As a fifth-round Major League Soccer draft pick in 2002 out of West Texas A&M, Davy Arnaud didn’t take much for granted. During that rookie season with Kansas City, his goal was a simple one: Make it to Year 2, then take matters from there.
Although he played just three games that season, he showed enough to come back for a second campaign. Then a third. And a fourth and a fifth.
“It’s turned into going on 13 years now,” Arnaud said. “I feel very fortunate. I love it — I couldn’t see myself doing anything else.”
The 33-year-old midfielder is set to play his 299th MLS match Saturday when D.C. United (0-1-0) travels to face Toronto FC (1-0-0) on Saturday.
A former MLS All-Star who compiled seven U.S. national team caps from 2007 to 2009, Arnaud is a player whose most productive days are likely behind him. While he has 48 MLS goals to his name, just five have come over the past three seasons.
But United coach Ben Olsen had more in mind when the club acquired Arnaud in a December trade with the Montreal Impact. Having served as captain with Kansas City and Montreal, Arnaud adds valuable leadership to what had largely been a young, unproven United squad.
“He understands what it takes to be a good professional in this league,” Olsen said. “He understands what it takes to win from a team chemistry standpoint. So he adds the on-field stuff that’s evident, but the off-field stuff is also a big reason why we wanted to get him.”
Added third-year midfielder Nick DeLeon: “The impact right off the bat — I don’t know what it is about him. I want to say it’s just his workrate. The guy is putting it all on the line for us, and he just [got] here.”

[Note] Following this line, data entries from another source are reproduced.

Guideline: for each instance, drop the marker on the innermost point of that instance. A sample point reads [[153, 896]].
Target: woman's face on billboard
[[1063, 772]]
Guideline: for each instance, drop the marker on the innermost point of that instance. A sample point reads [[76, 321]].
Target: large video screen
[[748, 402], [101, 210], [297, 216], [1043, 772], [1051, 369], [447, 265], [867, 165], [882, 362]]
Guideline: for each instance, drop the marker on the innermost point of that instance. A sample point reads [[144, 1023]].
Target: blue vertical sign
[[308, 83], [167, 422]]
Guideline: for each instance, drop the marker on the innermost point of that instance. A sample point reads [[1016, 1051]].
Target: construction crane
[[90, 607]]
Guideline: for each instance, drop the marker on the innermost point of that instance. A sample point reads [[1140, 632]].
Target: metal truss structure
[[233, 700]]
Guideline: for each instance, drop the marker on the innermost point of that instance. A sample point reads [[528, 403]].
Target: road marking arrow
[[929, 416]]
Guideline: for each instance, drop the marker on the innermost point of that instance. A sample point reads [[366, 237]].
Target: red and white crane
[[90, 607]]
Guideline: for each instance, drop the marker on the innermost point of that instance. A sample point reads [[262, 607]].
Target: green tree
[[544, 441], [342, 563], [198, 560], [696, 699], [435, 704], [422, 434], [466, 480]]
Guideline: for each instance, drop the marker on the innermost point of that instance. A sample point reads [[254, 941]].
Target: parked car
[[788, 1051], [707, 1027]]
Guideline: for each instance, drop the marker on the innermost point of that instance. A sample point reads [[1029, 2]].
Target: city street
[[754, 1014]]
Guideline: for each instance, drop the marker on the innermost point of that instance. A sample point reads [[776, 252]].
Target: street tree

Following 10 years with Kansas City, Arnaud voyaged into the unknown by signing a two-year contract with the Impact ahead of their expansion 2012 campaign. After Arnaud started 31 of Montreal’s 34 league matches that season, injuries and a new coaching staff contributed to his minutes being cut back in 2013.
When it came time for Arnaud to sit down with the Impact at season’s end, an amicable split was in the cards. Keeping in mind their 5-year-old daughter and 2-year-old son, Arnaud and his wife decided their time in Montreal had run its course.
“Toward the end of it, my family and I both were ready to get back to the U.S. for different reasons,” Arnaud said. “My kids are starting school now, so there are other things that play into it that you have to think about when you have a family. It was a good time for us to come back.”
After United’s season opener March 8, Arnaud and his family used the bye week to settle into their Ashburn, Va., home. Having some relatives and a college teammate of Arnaud’s nearby has eased the transition. And Arnaud makes the trek to RFK Stadium in his SUV with teammates Lewis Neal and Conor Shanosky.
“It’s a little bit of a drive,” Arnaud said, “but it’s more my speed.”
While he is making himself at home off the field, he’s still finding his place on it. Typically a central midfielder, Arnaud started on the right flank in United’s opener, with Olsen saying he’s still trying to get a feel for the player’s best position.
No matter where he’s deployed, Arnaud figures he’ll do what he’s done from Day 1: put in the work and lead by example. That approach, after all, has already gotten him 12 years in MLS he wasn’t counting on.
“You try to be a good influence every day at training,” Arnaud said. “For me, that’s one of the most important things on a daily basis — that you approach things the right way, that the effort is there and you don’t take any days off. I try and do that to the best of my ability.”